On 19 October the astronauts worked within the ISS. They completed connections for the newly installed Z1 external framework structure and transferred equipment and supplies for the Expedition One first resident crew of the Station. The crew also tested the four 290-kg gyroscopes in the truss, called Control Moment Gyros, which will be used to orient the ISS as it orbits the Earth. They will ultimately assume attitude control of the ISS following the arrival of the U.S. Laboratory Destiny. The tests and the transfer of supplies into the Russian Zarya Module took longer than expected. As a result, the crew's final departure from the Station's Unity module was delayed. Melroy and Wisoff took samples from surfaces in Zarya to study the module's environment. They then unclogged the solid waste disposal system in the Shuttle's toilet, which was restored to full operation after a brief interruption in service.

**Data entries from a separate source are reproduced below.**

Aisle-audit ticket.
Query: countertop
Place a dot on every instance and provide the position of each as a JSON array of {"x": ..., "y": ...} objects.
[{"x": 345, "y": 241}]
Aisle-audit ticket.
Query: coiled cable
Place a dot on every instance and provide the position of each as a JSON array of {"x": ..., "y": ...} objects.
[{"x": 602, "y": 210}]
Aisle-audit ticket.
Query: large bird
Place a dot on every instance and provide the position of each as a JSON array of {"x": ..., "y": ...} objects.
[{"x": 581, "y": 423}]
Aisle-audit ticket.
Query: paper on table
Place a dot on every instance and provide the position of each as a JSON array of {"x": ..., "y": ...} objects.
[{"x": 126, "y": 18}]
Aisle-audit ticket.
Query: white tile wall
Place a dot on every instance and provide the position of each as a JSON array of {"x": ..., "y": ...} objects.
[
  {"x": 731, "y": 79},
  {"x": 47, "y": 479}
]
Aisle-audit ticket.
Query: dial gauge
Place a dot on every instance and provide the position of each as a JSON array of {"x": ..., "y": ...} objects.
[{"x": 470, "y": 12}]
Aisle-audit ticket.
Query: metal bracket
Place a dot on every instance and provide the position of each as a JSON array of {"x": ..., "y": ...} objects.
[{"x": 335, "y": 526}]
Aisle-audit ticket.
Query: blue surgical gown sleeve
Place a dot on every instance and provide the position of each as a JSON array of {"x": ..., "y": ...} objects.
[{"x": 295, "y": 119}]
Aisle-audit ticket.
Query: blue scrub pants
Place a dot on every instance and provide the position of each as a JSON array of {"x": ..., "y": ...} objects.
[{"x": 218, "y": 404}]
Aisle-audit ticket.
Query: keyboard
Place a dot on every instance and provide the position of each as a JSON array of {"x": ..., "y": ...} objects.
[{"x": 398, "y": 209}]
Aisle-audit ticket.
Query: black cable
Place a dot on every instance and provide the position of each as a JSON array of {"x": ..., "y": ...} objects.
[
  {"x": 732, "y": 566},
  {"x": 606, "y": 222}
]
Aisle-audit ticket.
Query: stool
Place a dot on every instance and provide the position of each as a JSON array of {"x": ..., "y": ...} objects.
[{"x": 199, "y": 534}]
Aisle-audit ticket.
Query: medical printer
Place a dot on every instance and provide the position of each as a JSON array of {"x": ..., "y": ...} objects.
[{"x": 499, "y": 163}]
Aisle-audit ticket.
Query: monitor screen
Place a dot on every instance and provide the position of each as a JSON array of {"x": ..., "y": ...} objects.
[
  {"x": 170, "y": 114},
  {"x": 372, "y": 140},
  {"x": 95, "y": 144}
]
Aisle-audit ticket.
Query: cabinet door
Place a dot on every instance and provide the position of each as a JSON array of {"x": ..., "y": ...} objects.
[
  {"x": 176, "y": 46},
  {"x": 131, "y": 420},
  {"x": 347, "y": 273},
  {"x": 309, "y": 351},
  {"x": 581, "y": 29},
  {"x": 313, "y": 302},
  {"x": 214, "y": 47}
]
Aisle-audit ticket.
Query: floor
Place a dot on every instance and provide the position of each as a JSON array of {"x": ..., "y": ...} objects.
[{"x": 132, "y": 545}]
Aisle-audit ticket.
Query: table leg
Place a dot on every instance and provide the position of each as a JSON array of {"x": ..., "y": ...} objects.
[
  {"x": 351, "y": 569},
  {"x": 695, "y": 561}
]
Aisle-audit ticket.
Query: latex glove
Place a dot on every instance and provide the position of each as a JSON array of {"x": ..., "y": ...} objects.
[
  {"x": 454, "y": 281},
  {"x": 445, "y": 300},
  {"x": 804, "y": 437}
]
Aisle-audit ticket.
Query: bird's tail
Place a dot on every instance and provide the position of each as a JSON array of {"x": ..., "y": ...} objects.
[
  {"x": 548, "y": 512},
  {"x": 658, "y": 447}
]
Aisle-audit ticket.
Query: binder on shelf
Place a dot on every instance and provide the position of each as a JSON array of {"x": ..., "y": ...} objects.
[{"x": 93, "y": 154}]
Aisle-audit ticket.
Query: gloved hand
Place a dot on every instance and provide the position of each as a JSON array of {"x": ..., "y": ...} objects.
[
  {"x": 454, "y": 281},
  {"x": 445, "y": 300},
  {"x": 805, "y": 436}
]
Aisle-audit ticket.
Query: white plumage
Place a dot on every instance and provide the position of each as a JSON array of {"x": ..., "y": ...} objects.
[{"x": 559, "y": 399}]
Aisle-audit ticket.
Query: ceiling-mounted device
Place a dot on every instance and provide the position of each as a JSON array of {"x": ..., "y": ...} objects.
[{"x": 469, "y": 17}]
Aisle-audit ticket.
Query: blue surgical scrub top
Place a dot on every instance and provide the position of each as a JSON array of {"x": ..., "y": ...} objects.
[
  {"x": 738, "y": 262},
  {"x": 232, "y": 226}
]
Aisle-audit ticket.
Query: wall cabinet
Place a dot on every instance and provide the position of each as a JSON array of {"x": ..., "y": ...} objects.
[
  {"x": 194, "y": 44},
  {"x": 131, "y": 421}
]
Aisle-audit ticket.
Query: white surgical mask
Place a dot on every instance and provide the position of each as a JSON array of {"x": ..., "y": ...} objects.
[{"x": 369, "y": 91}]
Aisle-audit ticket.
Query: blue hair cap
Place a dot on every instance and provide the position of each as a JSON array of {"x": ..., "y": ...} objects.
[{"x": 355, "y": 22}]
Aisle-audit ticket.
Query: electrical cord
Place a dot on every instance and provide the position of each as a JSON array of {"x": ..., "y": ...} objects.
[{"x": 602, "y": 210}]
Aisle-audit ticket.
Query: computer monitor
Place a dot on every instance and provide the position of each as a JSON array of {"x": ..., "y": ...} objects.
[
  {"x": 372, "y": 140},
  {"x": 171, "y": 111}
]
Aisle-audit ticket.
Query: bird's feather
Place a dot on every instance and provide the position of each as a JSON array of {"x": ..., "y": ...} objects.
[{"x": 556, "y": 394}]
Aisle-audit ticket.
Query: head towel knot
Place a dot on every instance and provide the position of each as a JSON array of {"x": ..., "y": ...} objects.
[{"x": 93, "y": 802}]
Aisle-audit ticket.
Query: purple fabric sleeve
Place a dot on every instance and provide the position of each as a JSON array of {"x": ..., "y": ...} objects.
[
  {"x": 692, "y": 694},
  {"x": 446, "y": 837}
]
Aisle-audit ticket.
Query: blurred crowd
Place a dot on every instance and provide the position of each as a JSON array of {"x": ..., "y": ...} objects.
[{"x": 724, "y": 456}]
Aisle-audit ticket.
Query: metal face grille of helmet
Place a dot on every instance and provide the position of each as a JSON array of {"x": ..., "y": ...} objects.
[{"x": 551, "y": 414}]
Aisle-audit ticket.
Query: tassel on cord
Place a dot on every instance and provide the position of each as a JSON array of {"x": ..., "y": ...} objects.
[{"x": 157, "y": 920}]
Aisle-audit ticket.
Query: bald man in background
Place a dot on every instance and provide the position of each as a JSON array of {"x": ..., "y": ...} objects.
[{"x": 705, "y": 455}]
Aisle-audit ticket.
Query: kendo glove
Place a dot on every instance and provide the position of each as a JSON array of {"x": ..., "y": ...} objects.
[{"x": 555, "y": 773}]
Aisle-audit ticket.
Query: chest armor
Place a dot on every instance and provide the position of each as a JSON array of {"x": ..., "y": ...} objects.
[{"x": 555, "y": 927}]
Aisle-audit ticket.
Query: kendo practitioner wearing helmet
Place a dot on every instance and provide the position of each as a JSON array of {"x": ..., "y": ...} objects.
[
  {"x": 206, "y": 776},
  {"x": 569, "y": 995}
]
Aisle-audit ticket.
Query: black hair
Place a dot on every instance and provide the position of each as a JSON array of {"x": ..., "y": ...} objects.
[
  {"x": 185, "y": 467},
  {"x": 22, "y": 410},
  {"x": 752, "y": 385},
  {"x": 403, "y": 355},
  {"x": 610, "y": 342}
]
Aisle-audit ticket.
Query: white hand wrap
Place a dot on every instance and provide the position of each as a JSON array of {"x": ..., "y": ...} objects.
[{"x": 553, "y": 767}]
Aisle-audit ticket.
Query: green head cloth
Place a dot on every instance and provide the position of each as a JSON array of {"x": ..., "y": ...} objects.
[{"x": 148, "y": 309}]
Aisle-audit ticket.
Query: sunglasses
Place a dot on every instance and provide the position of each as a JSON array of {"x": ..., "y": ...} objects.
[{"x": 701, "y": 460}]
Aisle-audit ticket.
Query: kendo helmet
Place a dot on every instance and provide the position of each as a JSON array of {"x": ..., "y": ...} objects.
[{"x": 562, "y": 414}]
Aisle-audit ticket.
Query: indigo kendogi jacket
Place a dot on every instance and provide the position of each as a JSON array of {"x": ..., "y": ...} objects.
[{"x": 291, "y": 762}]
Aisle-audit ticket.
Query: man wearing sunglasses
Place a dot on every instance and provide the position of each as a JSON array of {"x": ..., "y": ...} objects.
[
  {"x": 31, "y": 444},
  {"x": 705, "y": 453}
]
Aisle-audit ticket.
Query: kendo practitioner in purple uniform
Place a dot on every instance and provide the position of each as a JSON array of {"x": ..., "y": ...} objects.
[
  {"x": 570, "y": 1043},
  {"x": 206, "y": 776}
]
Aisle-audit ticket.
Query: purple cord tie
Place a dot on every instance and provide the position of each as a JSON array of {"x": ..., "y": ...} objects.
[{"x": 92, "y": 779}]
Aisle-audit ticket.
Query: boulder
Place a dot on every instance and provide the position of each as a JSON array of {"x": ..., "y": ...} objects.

Discovery undocked from the ISS at 16:08 GMT on 20 October. The final separation burn was executed about 45 minutes after undocking. The crew had added 9 tonnes to the station's mass, bringing it to about 72 tonnes. The return to earth, planned for 22 October, was delayed repeatedly due to high winds at the Kennedy landing site. The landing was finally made at Edwards Air Force Base, California, on October 24, at 22:00 GMT.
The astronauts connected cables between Z1 and Unity, relocated the SASA S-band antenna on Z1, and deployed Z1's SGANT Ku-band antenna. They then took the port ETSD (EVA stowage) box from the Spacelab pallet and installed it on Z1.
The astronauts installed two 58 kg DDCU DC-to-DC converter units atop the International Space Station's Z1 Truss. The DDCUs, will convert electricity generated by the solar arrays to be attached during the next shuttle mission. The spacewalkers also completed power cable connections on both the Z1 truss and newly installed docking port, PMA-3. They connected and reconfigured cables to route power from Pressurised Mating Adapter-2 to PMA-3 for the arrival of Endeavour and the STS-97 crew next month. They also attached a second tool storage box on the Z1 truss, providing a place to hold the tools and spacewalking aids for future assembly flights. McArthur stocked the boxes with tools and hardware that had been attached to the Unity module. STS-96 Astronauts Tammy Jernigan and Dan Barry had left the tools on the outside of Unity during a May 1999 spacewalk.